I don't know if you noticed, but the markets look terrible today. The Dow Jones Industrial Average (^DJI -0.98%) was down 1.1% at 2:10 p.m. EDT, while the S&P 500 and Nasdaq indices were doing about as bad. Only two of the Dow's 30 member stocks were trading in the green.

Cisco Systems (CSCO -0.52%) up 7.2%, doing more than its share to stabilize the Dow. Cisco pulled over 10 Dow points out of thin air today, all by itself. That's not small potatoes, though even Cisco's heroic efforts are a long way from stemming a nearly 200-point Dow point hemorrhage.

Cisco's secret sauce is the rock-solid fiscal third-quarter report it posted last night.

The networking giant edged out analyst targets on both the top and bottom lines, and painted a picture of strong prospects going forward.

For the fourth quarter, Cisco expects sales to decline something like 2% year over year. If that sounds bad, consider that analysts currently project a 4% revenue drop. Cisco's adjusted earnings guidance points to about $0.52 per share, just ahead of the consensus analyst target.

Cisco CEO John Chambers. Source: Cisco Systems.

More to the point, Cisco CEO John Chambers waxed downright poetic about the improving business landscape in front of him.

"We continue to be optimistic about the future opportunity," Chambers said in the earnings call with analysts. "As our customers embrace cloud, mobility, social, analytics and the Internet of Everything, they're seeing Cisco as uniquely positioned to help them build and run the highly secure environments they require."

Chambers has been talking about the Internet of Everything (also known as the Internet of Things or Industrial Internet) as a $14 trillion market for several years now. This time, he upped the ante: "We are making measurable progress connecting the $19 trillion value, we've identified in the Internet of Everything to specific business opportunities and pipelines."

But it's not all about unlocking the long-term value of nascent megamarkets. At long last, Chambers also sees signs of a global economic recovery -- starting with the developed world.

"Our U.S. enterprise and commercial segments are usually a very good indicator of GDP slowly increasing or GDP decreasing," the Cisco CEO explained. "From a geographic perspective, total U.S. product orders grew 7% with U.S. commercial and U.S. enterprise both up by over 10%. The momentum in U.S. enterprise and commercial remains very strong."

That's particularly true in the big-ticket market where Cisco's largest customers buy some of its most expensive products. "In the U.S. enterprise, total deals over $1 million are up over 25% from Q3 start to Q4 start, and deals over $5 million are up more than 50%," Chambers said.

Source: Cisco Systems.

Similar trends are emerging across the Atlantic, where European customers are coming back to place large orders once again. "I think they are out of this downturn, slowly improving," Chambers said. "When I talked with our customers and the top financial people in New York which I did just a week ago, most everybody else is beginning to see very similar trends. In fact, it almost was scary because when you describe the world just like I did earlier including emerging markets and the challenges in Russia and Brazil, we could finish each other's sentences regardless of industry."

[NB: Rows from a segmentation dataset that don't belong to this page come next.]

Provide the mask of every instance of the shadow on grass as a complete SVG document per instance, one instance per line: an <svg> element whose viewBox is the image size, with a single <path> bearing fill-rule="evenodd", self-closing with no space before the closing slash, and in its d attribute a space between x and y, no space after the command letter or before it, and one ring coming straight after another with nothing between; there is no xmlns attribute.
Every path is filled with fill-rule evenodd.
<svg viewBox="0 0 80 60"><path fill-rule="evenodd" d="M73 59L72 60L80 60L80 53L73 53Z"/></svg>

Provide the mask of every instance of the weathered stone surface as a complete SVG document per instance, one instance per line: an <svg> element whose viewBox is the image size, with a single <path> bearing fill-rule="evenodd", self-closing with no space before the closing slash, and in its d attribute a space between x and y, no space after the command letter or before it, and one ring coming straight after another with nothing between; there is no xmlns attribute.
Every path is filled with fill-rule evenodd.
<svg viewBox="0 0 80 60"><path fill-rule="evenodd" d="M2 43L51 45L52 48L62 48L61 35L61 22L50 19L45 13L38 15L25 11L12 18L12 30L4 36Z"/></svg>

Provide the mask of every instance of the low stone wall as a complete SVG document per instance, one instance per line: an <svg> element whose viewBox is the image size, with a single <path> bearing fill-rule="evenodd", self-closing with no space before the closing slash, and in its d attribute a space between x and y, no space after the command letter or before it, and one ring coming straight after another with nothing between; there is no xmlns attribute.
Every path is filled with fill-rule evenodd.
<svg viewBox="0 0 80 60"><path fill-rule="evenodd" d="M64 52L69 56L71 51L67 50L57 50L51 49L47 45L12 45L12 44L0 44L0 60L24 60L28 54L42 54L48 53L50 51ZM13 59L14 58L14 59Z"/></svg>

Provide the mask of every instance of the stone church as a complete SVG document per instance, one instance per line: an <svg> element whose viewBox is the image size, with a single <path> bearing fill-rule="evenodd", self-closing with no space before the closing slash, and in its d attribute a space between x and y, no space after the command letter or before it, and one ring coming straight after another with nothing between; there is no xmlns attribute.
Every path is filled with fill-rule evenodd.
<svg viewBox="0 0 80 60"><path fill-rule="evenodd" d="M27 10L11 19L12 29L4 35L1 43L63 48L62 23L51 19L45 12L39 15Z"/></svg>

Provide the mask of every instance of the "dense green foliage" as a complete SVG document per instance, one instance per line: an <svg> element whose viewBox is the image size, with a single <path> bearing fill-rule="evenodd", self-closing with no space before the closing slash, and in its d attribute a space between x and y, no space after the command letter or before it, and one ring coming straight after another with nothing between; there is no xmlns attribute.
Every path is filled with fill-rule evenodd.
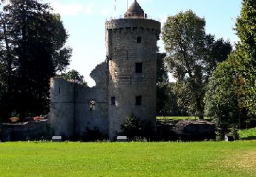
<svg viewBox="0 0 256 177"><path fill-rule="evenodd" d="M0 5L0 116L46 114L49 78L70 63L68 35L48 4L10 0Z"/></svg>
<svg viewBox="0 0 256 177"><path fill-rule="evenodd" d="M177 80L178 103L203 118L205 86L218 62L231 50L229 42L205 34L205 21L191 10L169 16L162 29L169 71Z"/></svg>
<svg viewBox="0 0 256 177"><path fill-rule="evenodd" d="M67 80L71 80L78 84L87 84L84 80L83 76L74 69L69 71L67 73L62 73L61 76Z"/></svg>
<svg viewBox="0 0 256 177"><path fill-rule="evenodd" d="M1 176L254 176L255 141L0 143Z"/></svg>
<svg viewBox="0 0 256 177"><path fill-rule="evenodd" d="M256 140L256 128L240 130L238 133L242 140Z"/></svg>
<svg viewBox="0 0 256 177"><path fill-rule="evenodd" d="M133 113L126 118L124 124L121 125L123 133L128 137L141 135L141 126L140 121Z"/></svg>
<svg viewBox="0 0 256 177"><path fill-rule="evenodd" d="M244 0L236 31L240 43L238 46L237 68L243 81L241 96L248 112L256 116L256 1Z"/></svg>

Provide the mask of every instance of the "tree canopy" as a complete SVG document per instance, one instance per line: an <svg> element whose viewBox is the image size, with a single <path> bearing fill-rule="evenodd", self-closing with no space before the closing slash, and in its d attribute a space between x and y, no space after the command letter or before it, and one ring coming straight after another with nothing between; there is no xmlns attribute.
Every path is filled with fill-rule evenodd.
<svg viewBox="0 0 256 177"><path fill-rule="evenodd" d="M219 61L231 51L229 42L205 34L205 21L191 10L169 16L162 29L169 71L177 80L178 103L203 118L205 86Z"/></svg>

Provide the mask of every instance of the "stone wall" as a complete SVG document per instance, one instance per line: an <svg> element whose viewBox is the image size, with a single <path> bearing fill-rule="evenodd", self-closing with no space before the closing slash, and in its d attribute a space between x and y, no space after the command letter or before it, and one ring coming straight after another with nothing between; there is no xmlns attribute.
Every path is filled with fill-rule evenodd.
<svg viewBox="0 0 256 177"><path fill-rule="evenodd" d="M106 22L106 46L109 61L109 136L121 131L131 112L156 131L156 42L160 23L147 19L118 19ZM141 37L141 42L138 42ZM136 73L142 63L142 73ZM141 96L141 105L136 97ZM115 97L116 103L111 103Z"/></svg>

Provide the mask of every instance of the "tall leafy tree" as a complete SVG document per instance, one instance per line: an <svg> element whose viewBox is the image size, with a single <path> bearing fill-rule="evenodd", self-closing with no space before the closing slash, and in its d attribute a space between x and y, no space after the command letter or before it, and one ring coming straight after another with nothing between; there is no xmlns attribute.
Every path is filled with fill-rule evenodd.
<svg viewBox="0 0 256 177"><path fill-rule="evenodd" d="M177 80L178 103L201 119L205 86L217 63L231 50L229 42L216 42L214 36L206 35L205 27L205 20L189 10L168 17L162 29L169 71Z"/></svg>
<svg viewBox="0 0 256 177"><path fill-rule="evenodd" d="M70 63L72 50L65 47L68 35L59 15L53 14L48 4L37 0L8 1L1 12L1 61L7 87L12 88L5 95L14 98L7 108L11 105L10 111L21 116L46 113L49 78Z"/></svg>

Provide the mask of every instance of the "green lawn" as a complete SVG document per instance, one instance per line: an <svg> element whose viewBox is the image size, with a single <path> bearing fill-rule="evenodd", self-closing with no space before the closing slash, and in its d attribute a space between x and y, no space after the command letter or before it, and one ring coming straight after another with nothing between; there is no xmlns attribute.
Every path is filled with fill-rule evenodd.
<svg viewBox="0 0 256 177"><path fill-rule="evenodd" d="M0 176L255 176L256 141L0 143Z"/></svg>
<svg viewBox="0 0 256 177"><path fill-rule="evenodd" d="M256 140L256 128L240 130L238 133L242 140Z"/></svg>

It's not 100% wine and roses, of course. All of these positive signs are counterbalanced by hard times in traditional high-growth markets. "We feel good about the U.S., good about Europe, don't feel very good about emerging markets. They are still very challenged, especially the BRICs," Chambers said.

So Cisco's big quarter actually comes across as a hint of fresh air for the global economy as a whole. It almost feels wrong to get these tidings on a day when the markets are slumping. Call me a blue-eyed optimist if you like, but I don't believe Chambers would get this rosy-cheeked unless he saw a real trend happening. Plus, Cisco is not the only bearer of good economic news right now.

Whether or not you like Cisco as an investment, this report is telling you to have some confidence in the economy -- at a time when investors just aren't feeling it.

This could be the perfect time to go dumpster-diving for some high-quality stocks that are on sale right now for all the wrong reasons.